Your most common questions about traveling outside of Paris
Quiet day trips from Paris by train – where should you go?
Chartres, Provins, Moret-sur-Loing, and Chantilly are all easy to reach by train and stay relatively calm compared to more popular destinations. They have compact centres and are easy to explore on foot.
Day trips from Paris without crowds
If you want to avoid busy places like Versailles, Provins, Senlis, and La Roche-Guyon tend to stay quieter, especially outside weekends and midday hours.
Small towns near Paris by train
Some of the easiest small towns to reach by train include Chartres (from Gare Montparnasse), Provins (from Gare de l’Est), Moret-sur-Loing (from Gare de Lyon), and Chantilly (from Gare du Nord).
Day trips from Paris under 1 hour
Chantilly (about 25 minutes), Chartres (around 1 hour), and Moret-sur-Loing (50–60 minutes) are all possible to visit in under an hour by train from Paris.
Alternatives to Versailles day trip
Instead of Versailles, consider Provins for a medieval town, Chantilly for château and gardens with more space, or La Roche-Guyon for a quieter riverside setting.
How to get to La Roche-Guyon from Paris
Take a train from Gare Saint-Lazare to Vernon–Giverny (45–50 minutes), then continue by taxi (around 20 minutes) or bus. There is no direct train.

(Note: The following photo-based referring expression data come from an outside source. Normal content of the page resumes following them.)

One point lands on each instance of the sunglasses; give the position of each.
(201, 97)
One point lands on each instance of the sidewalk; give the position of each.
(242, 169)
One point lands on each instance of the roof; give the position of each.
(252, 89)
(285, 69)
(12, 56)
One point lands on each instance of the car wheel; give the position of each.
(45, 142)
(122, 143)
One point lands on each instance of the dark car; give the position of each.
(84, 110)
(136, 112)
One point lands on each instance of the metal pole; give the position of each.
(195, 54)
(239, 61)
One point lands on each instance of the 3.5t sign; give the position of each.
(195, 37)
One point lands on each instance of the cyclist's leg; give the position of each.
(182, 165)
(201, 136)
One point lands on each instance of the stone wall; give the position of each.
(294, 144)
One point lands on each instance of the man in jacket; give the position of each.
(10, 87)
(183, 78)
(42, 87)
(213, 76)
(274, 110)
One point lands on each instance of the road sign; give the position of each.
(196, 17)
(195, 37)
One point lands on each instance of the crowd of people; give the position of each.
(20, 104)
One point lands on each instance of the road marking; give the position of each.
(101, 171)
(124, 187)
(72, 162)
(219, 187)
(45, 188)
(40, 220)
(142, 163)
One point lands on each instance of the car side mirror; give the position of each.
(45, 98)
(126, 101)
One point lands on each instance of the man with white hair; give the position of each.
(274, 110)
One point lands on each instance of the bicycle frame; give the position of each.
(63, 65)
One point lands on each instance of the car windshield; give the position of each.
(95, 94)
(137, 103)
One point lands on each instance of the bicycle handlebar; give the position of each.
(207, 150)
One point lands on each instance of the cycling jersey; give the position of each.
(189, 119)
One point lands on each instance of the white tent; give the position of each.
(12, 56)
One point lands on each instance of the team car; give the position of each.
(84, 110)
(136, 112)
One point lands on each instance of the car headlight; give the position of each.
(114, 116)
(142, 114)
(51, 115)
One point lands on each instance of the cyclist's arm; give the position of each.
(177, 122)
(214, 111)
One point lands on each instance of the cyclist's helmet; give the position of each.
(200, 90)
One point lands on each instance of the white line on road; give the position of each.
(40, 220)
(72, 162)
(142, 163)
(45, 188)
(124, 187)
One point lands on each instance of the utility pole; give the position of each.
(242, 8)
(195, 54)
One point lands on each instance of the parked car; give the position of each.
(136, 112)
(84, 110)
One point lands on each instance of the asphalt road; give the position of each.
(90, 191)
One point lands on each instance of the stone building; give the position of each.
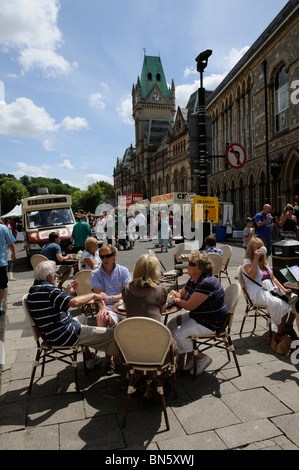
(256, 105)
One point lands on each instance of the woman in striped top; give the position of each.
(203, 297)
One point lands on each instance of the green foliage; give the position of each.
(13, 191)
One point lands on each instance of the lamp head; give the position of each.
(202, 59)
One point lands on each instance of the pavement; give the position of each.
(217, 411)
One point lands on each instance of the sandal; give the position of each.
(109, 368)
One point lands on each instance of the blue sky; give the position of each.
(67, 68)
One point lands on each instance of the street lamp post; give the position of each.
(202, 178)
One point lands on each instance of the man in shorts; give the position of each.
(6, 239)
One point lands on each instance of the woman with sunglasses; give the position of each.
(203, 297)
(108, 280)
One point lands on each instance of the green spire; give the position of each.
(153, 74)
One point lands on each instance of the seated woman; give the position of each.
(90, 257)
(203, 296)
(144, 297)
(257, 275)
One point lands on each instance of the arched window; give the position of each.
(281, 99)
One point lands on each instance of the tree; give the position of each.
(12, 193)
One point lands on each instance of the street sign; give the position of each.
(235, 155)
(205, 209)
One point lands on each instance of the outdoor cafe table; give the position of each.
(169, 310)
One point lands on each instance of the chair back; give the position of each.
(216, 259)
(180, 249)
(36, 259)
(232, 297)
(84, 278)
(34, 329)
(143, 341)
(227, 252)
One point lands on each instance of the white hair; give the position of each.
(43, 270)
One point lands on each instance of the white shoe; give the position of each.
(189, 363)
(201, 365)
(93, 361)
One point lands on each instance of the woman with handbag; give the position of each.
(264, 289)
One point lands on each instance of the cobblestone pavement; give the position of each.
(219, 410)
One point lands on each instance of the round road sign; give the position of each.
(235, 155)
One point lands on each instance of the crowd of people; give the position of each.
(202, 298)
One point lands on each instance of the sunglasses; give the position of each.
(192, 264)
(107, 256)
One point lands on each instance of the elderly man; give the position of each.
(48, 306)
(108, 281)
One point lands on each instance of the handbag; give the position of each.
(276, 292)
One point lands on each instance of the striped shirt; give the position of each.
(113, 284)
(213, 311)
(48, 307)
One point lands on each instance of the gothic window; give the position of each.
(281, 99)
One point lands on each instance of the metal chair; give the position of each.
(36, 259)
(167, 276)
(84, 287)
(221, 339)
(46, 353)
(146, 346)
(227, 253)
(253, 310)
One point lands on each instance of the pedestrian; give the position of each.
(248, 232)
(6, 240)
(81, 231)
(264, 222)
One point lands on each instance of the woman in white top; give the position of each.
(100, 227)
(256, 275)
(90, 257)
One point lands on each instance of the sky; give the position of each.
(67, 68)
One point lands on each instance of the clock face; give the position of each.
(156, 97)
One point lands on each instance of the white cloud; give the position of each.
(94, 177)
(48, 145)
(125, 111)
(31, 170)
(74, 124)
(67, 165)
(24, 119)
(96, 101)
(31, 28)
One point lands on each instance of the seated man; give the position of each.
(48, 306)
(52, 251)
(108, 281)
(210, 245)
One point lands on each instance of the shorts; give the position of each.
(3, 277)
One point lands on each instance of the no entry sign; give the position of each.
(235, 155)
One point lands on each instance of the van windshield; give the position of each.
(49, 218)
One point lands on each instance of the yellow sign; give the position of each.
(205, 209)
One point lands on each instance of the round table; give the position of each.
(169, 310)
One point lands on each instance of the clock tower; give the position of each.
(151, 98)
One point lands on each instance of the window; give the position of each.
(281, 99)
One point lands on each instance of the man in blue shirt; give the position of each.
(53, 252)
(263, 221)
(6, 239)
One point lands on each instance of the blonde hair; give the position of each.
(249, 253)
(89, 242)
(202, 261)
(146, 271)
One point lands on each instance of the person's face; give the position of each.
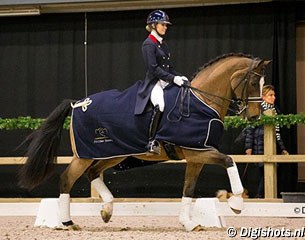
(161, 28)
(269, 97)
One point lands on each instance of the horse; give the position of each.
(231, 78)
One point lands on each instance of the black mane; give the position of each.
(221, 57)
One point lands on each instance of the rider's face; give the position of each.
(161, 28)
(269, 97)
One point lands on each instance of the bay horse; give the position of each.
(216, 84)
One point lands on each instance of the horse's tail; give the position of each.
(42, 147)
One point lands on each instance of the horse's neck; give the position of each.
(215, 80)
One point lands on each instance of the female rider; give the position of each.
(159, 73)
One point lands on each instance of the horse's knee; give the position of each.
(229, 162)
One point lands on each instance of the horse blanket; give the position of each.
(104, 124)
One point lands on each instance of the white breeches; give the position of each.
(157, 94)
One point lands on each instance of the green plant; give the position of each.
(230, 122)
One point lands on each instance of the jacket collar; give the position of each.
(155, 37)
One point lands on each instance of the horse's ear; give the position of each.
(266, 62)
(263, 63)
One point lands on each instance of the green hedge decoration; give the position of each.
(230, 122)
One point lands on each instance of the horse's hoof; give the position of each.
(198, 228)
(236, 211)
(74, 227)
(105, 216)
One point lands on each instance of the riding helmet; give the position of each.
(158, 16)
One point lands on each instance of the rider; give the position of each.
(159, 73)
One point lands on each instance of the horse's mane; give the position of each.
(219, 58)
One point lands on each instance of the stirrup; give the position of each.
(154, 147)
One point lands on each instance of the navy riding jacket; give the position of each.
(157, 60)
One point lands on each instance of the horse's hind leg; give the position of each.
(191, 175)
(214, 157)
(67, 179)
(95, 174)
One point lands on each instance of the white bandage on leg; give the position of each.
(185, 209)
(64, 207)
(157, 96)
(185, 214)
(236, 185)
(102, 189)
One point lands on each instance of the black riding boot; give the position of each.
(153, 145)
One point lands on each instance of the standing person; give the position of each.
(254, 142)
(160, 73)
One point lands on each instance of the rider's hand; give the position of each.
(179, 80)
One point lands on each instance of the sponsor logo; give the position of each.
(101, 135)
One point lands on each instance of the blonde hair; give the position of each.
(266, 89)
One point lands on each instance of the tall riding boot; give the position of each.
(153, 145)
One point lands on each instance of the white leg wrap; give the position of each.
(64, 207)
(184, 217)
(102, 189)
(157, 96)
(236, 185)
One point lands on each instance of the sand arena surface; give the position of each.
(138, 228)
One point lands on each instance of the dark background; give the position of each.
(42, 62)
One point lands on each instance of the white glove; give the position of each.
(179, 80)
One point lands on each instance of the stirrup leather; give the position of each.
(154, 147)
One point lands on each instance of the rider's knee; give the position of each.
(229, 162)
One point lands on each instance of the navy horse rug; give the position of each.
(104, 124)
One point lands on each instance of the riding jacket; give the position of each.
(157, 60)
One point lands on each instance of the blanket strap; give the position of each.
(84, 104)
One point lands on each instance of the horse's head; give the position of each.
(247, 86)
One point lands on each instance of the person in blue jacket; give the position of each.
(160, 73)
(254, 141)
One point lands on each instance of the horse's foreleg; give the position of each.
(67, 179)
(191, 176)
(95, 174)
(235, 201)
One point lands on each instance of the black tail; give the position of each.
(41, 148)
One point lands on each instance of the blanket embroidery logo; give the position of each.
(101, 135)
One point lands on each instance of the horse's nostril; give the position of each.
(253, 118)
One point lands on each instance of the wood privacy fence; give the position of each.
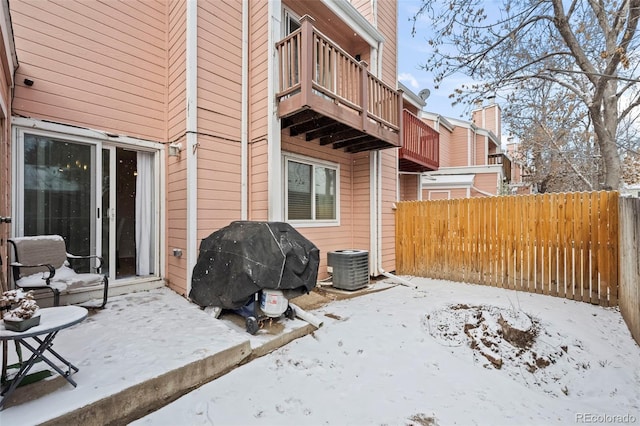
(563, 245)
(629, 293)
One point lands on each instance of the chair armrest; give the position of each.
(52, 270)
(99, 258)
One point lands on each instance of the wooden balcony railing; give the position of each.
(420, 150)
(323, 87)
(500, 158)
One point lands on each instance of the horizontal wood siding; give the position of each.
(458, 149)
(176, 209)
(389, 198)
(387, 24)
(409, 187)
(219, 114)
(364, 7)
(361, 202)
(487, 182)
(328, 238)
(258, 117)
(482, 143)
(94, 64)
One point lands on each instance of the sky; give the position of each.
(421, 354)
(413, 52)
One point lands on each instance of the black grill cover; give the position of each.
(245, 257)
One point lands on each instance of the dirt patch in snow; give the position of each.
(511, 341)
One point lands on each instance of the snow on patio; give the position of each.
(434, 355)
(137, 337)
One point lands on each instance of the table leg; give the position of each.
(45, 345)
(37, 353)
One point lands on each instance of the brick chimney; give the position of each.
(488, 116)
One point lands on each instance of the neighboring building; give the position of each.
(420, 150)
(139, 128)
(472, 162)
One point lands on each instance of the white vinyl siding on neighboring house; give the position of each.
(311, 191)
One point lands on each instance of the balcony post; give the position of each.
(400, 119)
(306, 58)
(364, 93)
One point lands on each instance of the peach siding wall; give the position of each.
(219, 114)
(458, 148)
(338, 237)
(387, 24)
(364, 7)
(443, 194)
(482, 142)
(258, 102)
(5, 148)
(489, 117)
(445, 147)
(409, 187)
(487, 182)
(389, 197)
(176, 225)
(114, 80)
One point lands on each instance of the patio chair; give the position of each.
(43, 263)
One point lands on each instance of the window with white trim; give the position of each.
(311, 190)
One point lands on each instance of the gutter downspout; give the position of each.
(244, 141)
(376, 229)
(192, 136)
(274, 145)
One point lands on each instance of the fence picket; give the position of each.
(559, 244)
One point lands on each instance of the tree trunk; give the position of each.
(604, 115)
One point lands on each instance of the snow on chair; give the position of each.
(42, 263)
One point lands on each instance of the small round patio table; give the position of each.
(52, 320)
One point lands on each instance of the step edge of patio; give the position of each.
(143, 398)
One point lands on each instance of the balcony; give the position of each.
(501, 158)
(329, 97)
(420, 150)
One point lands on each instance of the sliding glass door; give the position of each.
(100, 198)
(59, 183)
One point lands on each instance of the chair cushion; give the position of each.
(43, 249)
(64, 279)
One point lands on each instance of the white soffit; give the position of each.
(355, 20)
(448, 180)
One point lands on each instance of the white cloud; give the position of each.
(409, 79)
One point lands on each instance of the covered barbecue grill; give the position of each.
(245, 257)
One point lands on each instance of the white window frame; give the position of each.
(289, 15)
(314, 162)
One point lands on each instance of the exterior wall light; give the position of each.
(174, 149)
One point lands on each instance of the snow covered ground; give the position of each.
(440, 354)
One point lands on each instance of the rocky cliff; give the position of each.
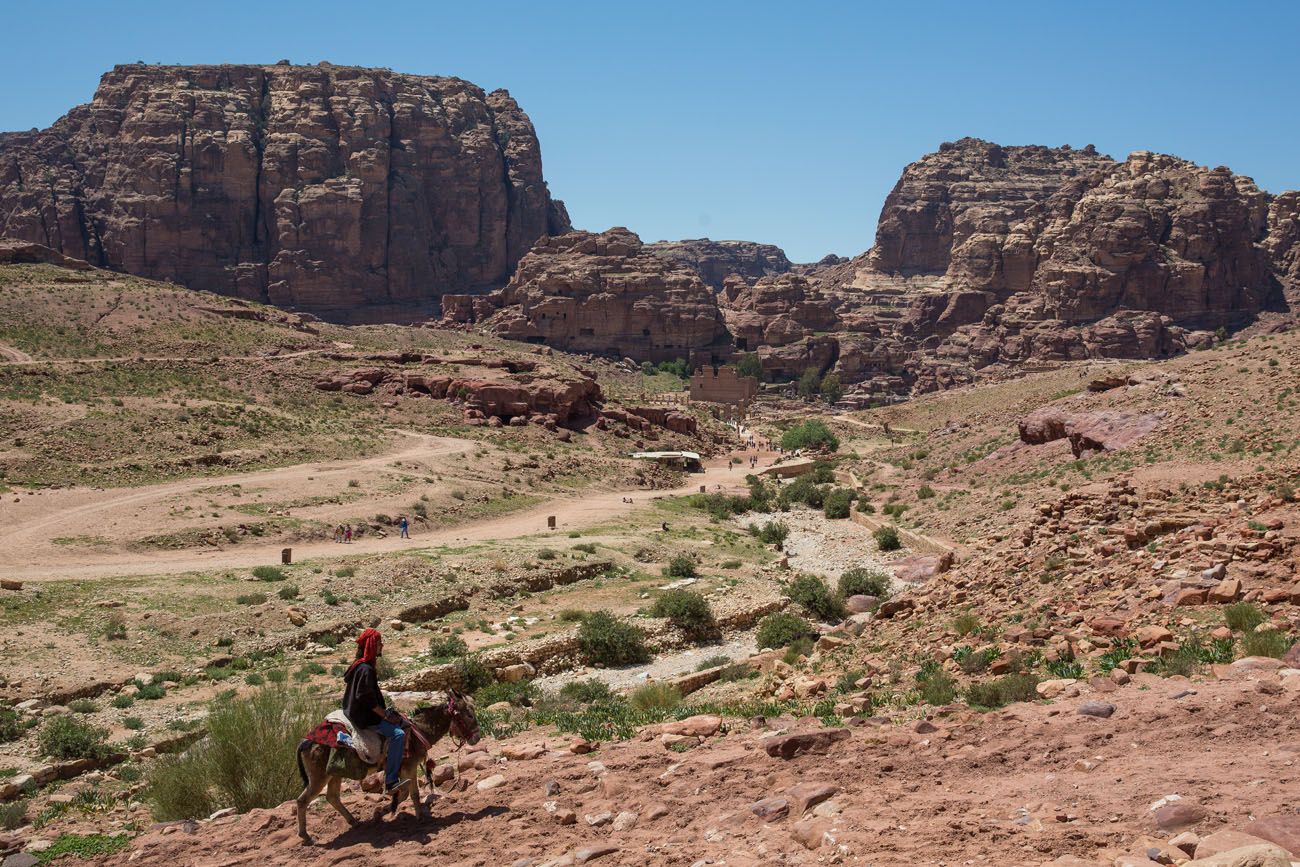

Is Provins worth visiting from Paris?
Yes. Provins has a clearly defined medieval upper town with walls, gates, and open views, and is one of the most structured historic towns near Paris.
Best time for day trips from Paris
Late morning departures (around 10:00–11:30) and late afternoon (after 16:30) are usually the quietest times.
Do you need to book train tickets in advance in Paris?
For most suburban routes (Transilien), tickets can be bought on the day. TER trains can also be flexible, but booking ahead helps on weekends.
Is it worth staying overnight on a Paris day trip?
Yes, especially in Chartres, Provins, and La Roche-Guyon, where the atmosphere changes noticeably after day visitors leave.